MAKASSAR, BERITA-SULSEL.COM – Puluhan mahasiswa mengatasnamkan Aliansi Peduli Profesi Keperawatan melakukan aksi unjuk rasa di halaman gedung DPRD Sulsel jalan Urip Sumoharjo, Kamis (26/1/2017).
Mereka mengecam sikap Gubernur Jambi Zumi Zola yang dinilai arogan dan tidak beretika dalam menegur perawat seperti seorang teroris.
“Gubernur (Zumi Zola) tidak paham mekanisme kerja tenaga kesehatan di Permenkes No. 1204, tentang syarat kesehatan lingkungan rumah sakit, dan indeks kebisingan rumah sakit,” ungkap kordinator Aksi Nusfaisal Asis.
Nurfaisal menilai, cara menegur dengan berteriak, menendang tong sampah, menimbulkan kebisingan dan mengganggu kenyamanan serta ketenangan pasien.
“Ini jelas tidak mencerminkan nilai prikemanusiaan, itu pelanggaran HAM, perawat punya martabat, cukup hargai profesi kami, walaupun sebagian rekan kami hanya mendapatkan upah dibawah UMP,” tambahnya.
Sehingga mereka meminta kepada Zumi Zola agar meminta maaf kepada seluruh perawat di Indonesia melalui konferensi pers dan meminta kepada seluruh rumah sakit agar memperbaiki sistem pelayanan.
“Ketua DPP PPNI agar tidak buta dan tuli terhadap kasus sejawat kita dijambi, harusnya PPNI lebih responsif dalam menangani kasus tersebut,” ucap Jendral lapangan Desrianto.
Pihaknya juga meminta kepada Presiden Jokowi agar memperhatikan kesejahteraan perawat dengan sistem pengupahan diatas UMP.
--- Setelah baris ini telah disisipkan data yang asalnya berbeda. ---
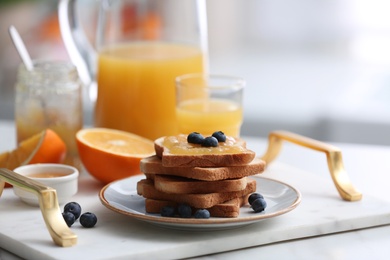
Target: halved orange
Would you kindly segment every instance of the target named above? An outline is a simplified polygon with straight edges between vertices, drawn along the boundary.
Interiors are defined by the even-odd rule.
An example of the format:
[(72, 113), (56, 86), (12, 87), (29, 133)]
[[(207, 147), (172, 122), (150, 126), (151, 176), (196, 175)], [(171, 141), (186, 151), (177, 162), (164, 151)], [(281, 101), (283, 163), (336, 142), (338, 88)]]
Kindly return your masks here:
[(142, 158), (155, 154), (153, 141), (109, 128), (87, 128), (76, 134), (86, 170), (103, 183), (140, 174)]
[(13, 170), (32, 163), (61, 163), (65, 159), (64, 141), (50, 129), (46, 129), (20, 142), (12, 151), (0, 154), (0, 168)]

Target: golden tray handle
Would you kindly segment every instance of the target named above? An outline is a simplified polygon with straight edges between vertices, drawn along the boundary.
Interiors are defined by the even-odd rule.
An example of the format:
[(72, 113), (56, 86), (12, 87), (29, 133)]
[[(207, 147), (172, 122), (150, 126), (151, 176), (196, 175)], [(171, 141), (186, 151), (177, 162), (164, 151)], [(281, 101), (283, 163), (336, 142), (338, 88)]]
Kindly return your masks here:
[(77, 243), (77, 235), (70, 230), (62, 217), (57, 200), (57, 191), (55, 189), (17, 174), (16, 172), (0, 168), (0, 196), (3, 192), (5, 182), (38, 196), (43, 219), (55, 244), (62, 247), (69, 247)]
[(273, 131), (268, 136), (268, 149), (262, 156), (262, 159), (267, 164), (278, 156), (282, 148), (283, 140), (324, 152), (327, 157), (330, 175), (341, 198), (347, 201), (358, 201), (362, 199), (362, 194), (353, 187), (344, 169), (341, 150), (333, 145), (288, 131)]

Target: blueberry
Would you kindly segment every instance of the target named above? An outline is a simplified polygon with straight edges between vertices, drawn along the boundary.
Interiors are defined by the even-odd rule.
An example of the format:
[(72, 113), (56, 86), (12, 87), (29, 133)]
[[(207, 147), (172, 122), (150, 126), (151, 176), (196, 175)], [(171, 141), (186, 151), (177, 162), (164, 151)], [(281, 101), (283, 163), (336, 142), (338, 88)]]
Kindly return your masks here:
[(83, 215), (80, 216), (80, 224), (83, 227), (91, 228), (96, 225), (97, 217), (95, 214), (91, 212), (83, 213)]
[(267, 207), (267, 202), (263, 198), (258, 198), (252, 202), (251, 206), (256, 213), (262, 212)]
[(203, 135), (199, 134), (198, 132), (192, 132), (187, 136), (187, 142), (191, 144), (202, 144), (203, 140)]
[(175, 216), (175, 207), (165, 206), (161, 209), (161, 216), (163, 217), (174, 217)]
[(195, 218), (210, 218), (210, 212), (207, 209), (198, 209), (195, 214)]
[(64, 218), (66, 225), (68, 225), (68, 227), (72, 226), (73, 223), (76, 221), (75, 216), (70, 212), (63, 212), (62, 217)]
[(214, 132), (212, 136), (217, 138), (218, 142), (225, 142), (226, 141), (226, 135), (222, 131)]
[(181, 218), (190, 218), (192, 216), (192, 209), (187, 204), (180, 204), (177, 207), (177, 212)]
[(258, 198), (262, 198), (264, 199), (263, 195), (261, 195), (260, 193), (252, 193), (249, 198), (248, 198), (248, 202), (250, 205), (252, 205), (253, 201), (255, 201), (256, 199)]
[(65, 205), (64, 212), (70, 212), (78, 219), (81, 214), (81, 206), (77, 202), (69, 202)]
[(203, 140), (202, 146), (204, 147), (217, 147), (218, 139), (214, 136), (208, 136)]

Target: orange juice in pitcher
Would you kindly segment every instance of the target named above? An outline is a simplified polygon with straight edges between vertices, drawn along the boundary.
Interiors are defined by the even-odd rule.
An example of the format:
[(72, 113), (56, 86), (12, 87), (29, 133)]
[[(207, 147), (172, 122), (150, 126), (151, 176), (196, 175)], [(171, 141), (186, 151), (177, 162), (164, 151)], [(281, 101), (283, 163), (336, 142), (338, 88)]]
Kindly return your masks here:
[(178, 133), (175, 77), (203, 72), (199, 48), (131, 43), (99, 53), (95, 125), (149, 139)]
[(207, 72), (206, 1), (94, 1), (96, 30), (86, 34), (77, 2), (59, 1), (60, 28), (80, 78), (97, 86), (95, 126), (177, 134), (175, 78)]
“Kami berikan waktu 24 jam untuk menindak lanjuti tuntutan kami, jika tidak diindahkan maka Gubernur Jambi dan ketua DPP PPNI harus turun dari jabatannya,” demikian Desrianto.
Diketahui, Gunernur Jambi Zumi Zola menggertak perawat yang tidur pada jam penjagaan saat melakukan sidak disalah satu rumah sakit di Jambi.